Leap years occur almost every four years, but not exactly. There are 97 leap years in every 400 years, which means that the average number of leap years in a century is 24.25. However, since only one out of four centennial years is a leap year, the actual number of leap years in a century can vary between 24 and 25. For example, the 20th century (1901-2000) had 24 leap years, while the 21st century (2001-2100) will have 25 leap years.

The chances of being born on a leap day are 1 in 1,461, or about 0.068%. According to the World Population Clock, there are about 7.9 billion people in the world as of January 2024, which means that there are about 5.4 million people who were born on February 29. These people are called leaplings, and they usually celebrate their birthday on February 28 or March 1 in non-leap years.

What Are Some Facts and Traditions About Leap Years?

Leap years have inspired many myths, legends, customs, and superstitions around the world. Here are some of them:

  • In some cultures, leap years are considered unlucky or ominous. For example, in Scotland, it was believed that leap years were bad for livestock. In Greece, it was considered unlucky to get married in a leap year. In Italy, there is a proverb that says “anno bisesto, anno funesto”, which means “leap year, doom year”.
  • In other cultures, leap years are seen as an opportunity or a blessing. For example, in Ireland, there is a tradition that women can propose to men on leap day, which is also known as Bachelor’s Day. This custom is said to have originated from a deal between St. Bridget and St. Patrick in the 5th century, when St. Bridget complained that women had to wait too long for men to propose. St. Patrick agreed to grant women one day every four years to pop the question. According to some versions of the legend, men who refused a leap day proposal had to pay a fine, such as a kiss, a dress, or a pair of gloves.
  • In some countries, leap day is celebrated as a special occasion or a holiday.

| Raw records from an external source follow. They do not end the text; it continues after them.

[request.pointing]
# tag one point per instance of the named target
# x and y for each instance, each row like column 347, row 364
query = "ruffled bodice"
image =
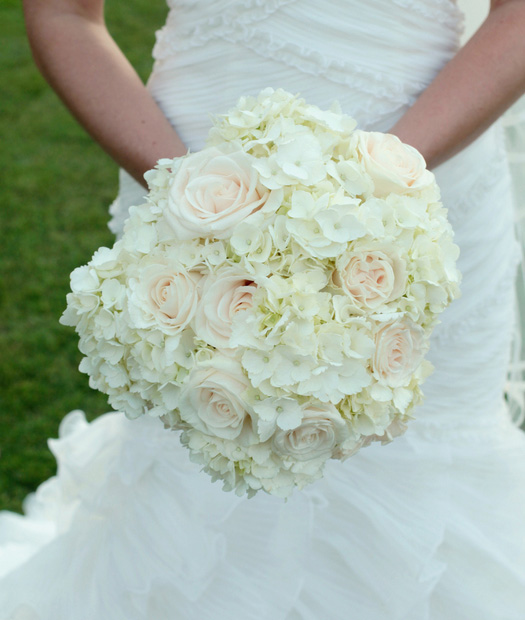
column 429, row 527
column 375, row 58
column 256, row 43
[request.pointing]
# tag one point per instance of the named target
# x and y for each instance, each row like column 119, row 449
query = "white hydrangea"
column 294, row 328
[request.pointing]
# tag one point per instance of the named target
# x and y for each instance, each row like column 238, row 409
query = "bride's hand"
column 81, row 61
column 485, row 77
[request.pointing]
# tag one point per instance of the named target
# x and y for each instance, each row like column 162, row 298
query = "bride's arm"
column 80, row 60
column 472, row 90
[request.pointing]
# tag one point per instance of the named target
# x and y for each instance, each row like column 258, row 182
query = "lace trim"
column 443, row 11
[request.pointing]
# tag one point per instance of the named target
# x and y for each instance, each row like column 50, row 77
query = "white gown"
column 429, row 527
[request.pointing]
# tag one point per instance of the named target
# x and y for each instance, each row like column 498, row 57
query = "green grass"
column 56, row 188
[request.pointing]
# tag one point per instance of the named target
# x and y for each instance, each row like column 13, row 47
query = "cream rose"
column 371, row 277
column 211, row 399
column 212, row 192
column 394, row 166
column 400, row 347
column 320, row 431
column 223, row 295
column 164, row 297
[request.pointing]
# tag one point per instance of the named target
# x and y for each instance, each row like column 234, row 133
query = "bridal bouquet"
column 274, row 297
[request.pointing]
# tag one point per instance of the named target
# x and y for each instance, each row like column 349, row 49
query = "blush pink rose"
column 400, row 347
column 371, row 277
column 212, row 402
column 164, row 297
column 224, row 294
column 321, row 430
column 395, row 167
column 212, row 192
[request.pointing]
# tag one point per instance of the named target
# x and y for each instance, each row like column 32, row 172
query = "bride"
column 429, row 527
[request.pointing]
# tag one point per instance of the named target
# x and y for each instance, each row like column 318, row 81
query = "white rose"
column 371, row 277
column 212, row 192
column 164, row 297
column 320, row 431
column 211, row 400
column 394, row 166
column 400, row 347
column 223, row 295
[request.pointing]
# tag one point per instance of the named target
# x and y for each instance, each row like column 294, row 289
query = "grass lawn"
column 56, row 188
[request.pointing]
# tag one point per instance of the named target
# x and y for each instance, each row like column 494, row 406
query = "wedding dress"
column 429, row 527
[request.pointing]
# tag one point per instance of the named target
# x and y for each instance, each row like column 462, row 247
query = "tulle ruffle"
column 129, row 529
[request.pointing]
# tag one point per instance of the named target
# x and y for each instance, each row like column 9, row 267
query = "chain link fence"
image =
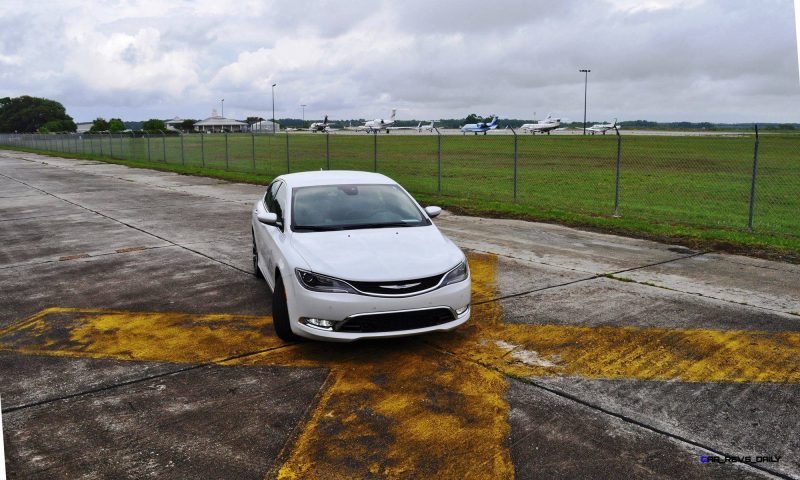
column 736, row 182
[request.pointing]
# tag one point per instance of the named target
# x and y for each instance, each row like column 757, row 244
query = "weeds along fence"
column 740, row 183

For example, in Taiwan, married daughters traditionally return to their parents’ home on leap month, and bring pig trotter noodles to wish their parents good health and fortune. In Anthony, Texas and Anthony, New Mexico, there is an annual leap year festival that includes a guided trip to Aztec Cave, “fun at the horse farm” and square dancing.
  • In some fields, leap years have influenced the development of science, art, and literature. For example, the English poet Lord Byron was born on a leap day in 1788, and he used the occasion to reflect on his life and works in his journal. He wrote: “I have now existed for 32 years and a quarter of a century, or more. I hardly know why, but I do know that I have lived a strange sort of life, perils by land, water, and air, and all that sort of thing. Another example is the Swedish chemist Svante Arrhenius, who proposed the theory of electrolytic dissociation on a leap day in 1884, which earned him the Nobel Prize in Chemistry in 1903.

“A leap year is just as annoying as switching to and from Daylight Savings Time. They mess up my schedule and my plans. I always forget that February has 29 days, and I end up missing deadlines, appointments, or birthdays. I think it’s a hassle to adjust to a different calendar and deal with the consequences.” – Mark, a 32-year-old accountant from London, UK.


Leap years are a fascinating and mysterious phenomenon that affect our lives in various ways. They are a result of the complex relationship between our calendar and the Earth’s movement around the Sun. They are also a source of many myths, legends, customs, and superstitions around the world. They can be seen as a blessing or a curse, depending on how we perceive them and what we do with them. Whether you love them or hate them, leap years are here to stay, and they will continue to shape our history and our future.